Eifelheim - Michael Flynn [15]
Seppl Bauer, straddling the roof beam of Ackermann’s cottage, dropped an empty bucket and Dietrich snatched it up.
Dietrich made his way through the rushes and cattails that bordered the millpond to the head of the bucket line, where he found Gregor and Lorenz knee-deep in the water, filling the buckets and handing them ashore. Gregor paused and wiped an arm across his brow, leaving a muddy streak. Dietrich handed him the empty bucket. The mason filled it and gave it back. Dietrich passed it on to the next man as the line made space for him.
Gregor whispered softly as he drew another bucket through the water, “This is no natural fire.” Beside him, Lorenz showed with a glance that he had heard; but the smith kept his peace.
Others nearby also cast furtive glances in his direction. Sacred priest, annointed with holy oil. He would know the answers. Call down anathemas on the flames! Wave a shinbone of St. Catherine at them! For an instant Dietrich was angry, and longed for the cool, scholastic rationalism of Paris. “Why do you say that, Gregor?” he said mildly.
“I have never seen such things in my life.”
“Have you ever seen a Turk?”
“No …”
“Are Turks then supernatural?”
Gregor scowled, sensing a flaw in the argument but unable to root it out. Dietrich passed his bucket along, then turned back to Gregor, hands outstretched and waiting. “I can create a smaller version of the same lightning with only cat’s fur and amber,” he told him, and the mason grunted, not understanding the explanation, but taking comfort in an explanation’s existence.
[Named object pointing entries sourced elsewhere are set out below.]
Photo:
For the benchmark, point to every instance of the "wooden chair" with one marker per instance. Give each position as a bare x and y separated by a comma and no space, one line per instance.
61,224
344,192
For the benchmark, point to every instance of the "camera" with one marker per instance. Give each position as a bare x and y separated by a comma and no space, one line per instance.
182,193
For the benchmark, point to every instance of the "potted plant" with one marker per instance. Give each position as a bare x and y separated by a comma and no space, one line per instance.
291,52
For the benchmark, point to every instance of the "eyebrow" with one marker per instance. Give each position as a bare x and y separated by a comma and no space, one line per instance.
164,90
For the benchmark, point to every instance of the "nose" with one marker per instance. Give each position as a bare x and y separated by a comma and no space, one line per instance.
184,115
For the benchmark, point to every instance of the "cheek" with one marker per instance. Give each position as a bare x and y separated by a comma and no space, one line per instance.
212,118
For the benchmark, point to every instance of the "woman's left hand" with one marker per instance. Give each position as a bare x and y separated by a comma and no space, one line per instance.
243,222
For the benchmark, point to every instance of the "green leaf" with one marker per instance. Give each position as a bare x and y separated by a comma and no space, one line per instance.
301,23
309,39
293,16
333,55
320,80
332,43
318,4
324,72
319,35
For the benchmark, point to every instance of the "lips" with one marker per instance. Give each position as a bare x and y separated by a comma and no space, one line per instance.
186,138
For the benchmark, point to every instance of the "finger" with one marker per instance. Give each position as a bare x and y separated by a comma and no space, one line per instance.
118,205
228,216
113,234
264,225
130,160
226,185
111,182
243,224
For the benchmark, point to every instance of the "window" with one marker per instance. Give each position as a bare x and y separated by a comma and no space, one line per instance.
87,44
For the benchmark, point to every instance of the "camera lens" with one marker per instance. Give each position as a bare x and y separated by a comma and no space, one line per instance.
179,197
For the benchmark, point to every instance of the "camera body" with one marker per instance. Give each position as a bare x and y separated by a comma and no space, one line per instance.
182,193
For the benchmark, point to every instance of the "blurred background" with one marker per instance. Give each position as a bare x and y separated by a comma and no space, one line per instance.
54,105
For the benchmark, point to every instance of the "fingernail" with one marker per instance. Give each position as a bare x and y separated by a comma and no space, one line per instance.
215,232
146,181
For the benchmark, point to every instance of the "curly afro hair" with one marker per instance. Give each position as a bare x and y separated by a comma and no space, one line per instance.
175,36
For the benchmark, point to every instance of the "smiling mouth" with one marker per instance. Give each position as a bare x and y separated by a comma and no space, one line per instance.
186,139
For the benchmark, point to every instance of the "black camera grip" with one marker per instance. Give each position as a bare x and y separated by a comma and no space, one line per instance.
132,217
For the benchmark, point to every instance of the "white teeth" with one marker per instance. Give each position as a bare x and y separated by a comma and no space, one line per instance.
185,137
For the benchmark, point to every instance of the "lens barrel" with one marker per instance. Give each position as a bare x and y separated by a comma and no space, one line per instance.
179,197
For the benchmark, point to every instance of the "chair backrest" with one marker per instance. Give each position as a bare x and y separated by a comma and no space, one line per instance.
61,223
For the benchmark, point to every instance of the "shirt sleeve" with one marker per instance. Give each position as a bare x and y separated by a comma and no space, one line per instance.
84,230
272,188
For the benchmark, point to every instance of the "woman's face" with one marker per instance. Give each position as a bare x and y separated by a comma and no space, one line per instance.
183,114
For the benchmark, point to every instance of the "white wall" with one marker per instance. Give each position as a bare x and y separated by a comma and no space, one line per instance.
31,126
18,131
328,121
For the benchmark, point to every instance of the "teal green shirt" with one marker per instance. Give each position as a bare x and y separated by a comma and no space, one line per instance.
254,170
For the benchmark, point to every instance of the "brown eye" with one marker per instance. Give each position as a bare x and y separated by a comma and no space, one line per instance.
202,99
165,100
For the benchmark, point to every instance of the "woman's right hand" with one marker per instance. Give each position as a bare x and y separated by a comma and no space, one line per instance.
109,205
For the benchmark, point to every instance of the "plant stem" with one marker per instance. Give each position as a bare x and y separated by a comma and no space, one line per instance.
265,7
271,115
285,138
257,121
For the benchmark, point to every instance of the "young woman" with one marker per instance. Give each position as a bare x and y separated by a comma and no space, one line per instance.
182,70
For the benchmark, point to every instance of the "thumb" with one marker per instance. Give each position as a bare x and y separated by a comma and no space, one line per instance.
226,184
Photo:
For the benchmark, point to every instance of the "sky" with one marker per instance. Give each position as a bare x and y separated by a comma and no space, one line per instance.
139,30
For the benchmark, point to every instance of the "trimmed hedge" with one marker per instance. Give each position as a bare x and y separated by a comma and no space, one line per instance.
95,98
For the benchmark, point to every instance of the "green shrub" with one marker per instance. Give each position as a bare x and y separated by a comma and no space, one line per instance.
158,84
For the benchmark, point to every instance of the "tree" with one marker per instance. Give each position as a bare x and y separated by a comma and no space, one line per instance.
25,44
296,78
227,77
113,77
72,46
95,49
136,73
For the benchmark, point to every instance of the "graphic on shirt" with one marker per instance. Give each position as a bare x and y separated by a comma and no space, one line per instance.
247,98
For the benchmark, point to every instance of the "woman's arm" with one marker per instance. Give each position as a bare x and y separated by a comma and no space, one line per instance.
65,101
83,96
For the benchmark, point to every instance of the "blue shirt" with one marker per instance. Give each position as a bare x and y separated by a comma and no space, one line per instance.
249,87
Dietrich fell into the swaying rhythm of the work. The buckets were heavy and the rope handles rubbed his palms raw, but the fear of the morning’s occult events was smothered under the natural fear of fire and the homely, urgent task of fighting it. The wind turned and he coughed as the smoke momentarily enveloped him.
An endless procession of buckets passed through his hands, and he began to imagine himself as a cog in a complex water pump comprised of human muscle. Yet artisans could free men of such mind-numbing labor. There were cams, and the new-fangled cranks. If mills could be driven by waterwheels and wind, why not a bucket line? If only one could …
“The fires are out, pastor.”
“What?”
“The fires are out,” said Gregor.
“Oh.” Dietrich shook himself from his trance. Up and down the line, men and women sank to their knees. Lorenz Schmidt raised the last bucket and poured the water over his head.
“What damage?” Dietrich asked. He sank to his haunches in the reeds along the millpond’s edge, too tired to climb up the embankment and see for himself.
The mason’s height gave him an advantage. He shaded his eyes against the sun and studied the scene. “The huts are lost,” he said. “Bauer’s roof will want replacement. Ackermann has lost his house entirely. The two Feldmanns, as well. I count … five dwellings destroyed, perhaps twice that many damaged. And outbuildings, as well.”
“Were any hurt?”
“A few burns, so far as I can see,” said Gregor. Then he laughed. “And young Seppl has scorched the seat from his trousers.”
“Then we have much to be thankful for.” Dietrich closed his eyes and crossed himself. O God, who suffers not that any who hope in Thee should be overmuch afflicted, but listens kindly to their prayers, we thank Thee for having heard our requests and granted our desires. Amen.
When he opened his eyes, he saw that everyone had gathered at the pond. Some were wading in the water, and the younger children—not comprehending the close brush with disaster—had seized the opportunity to go swimming.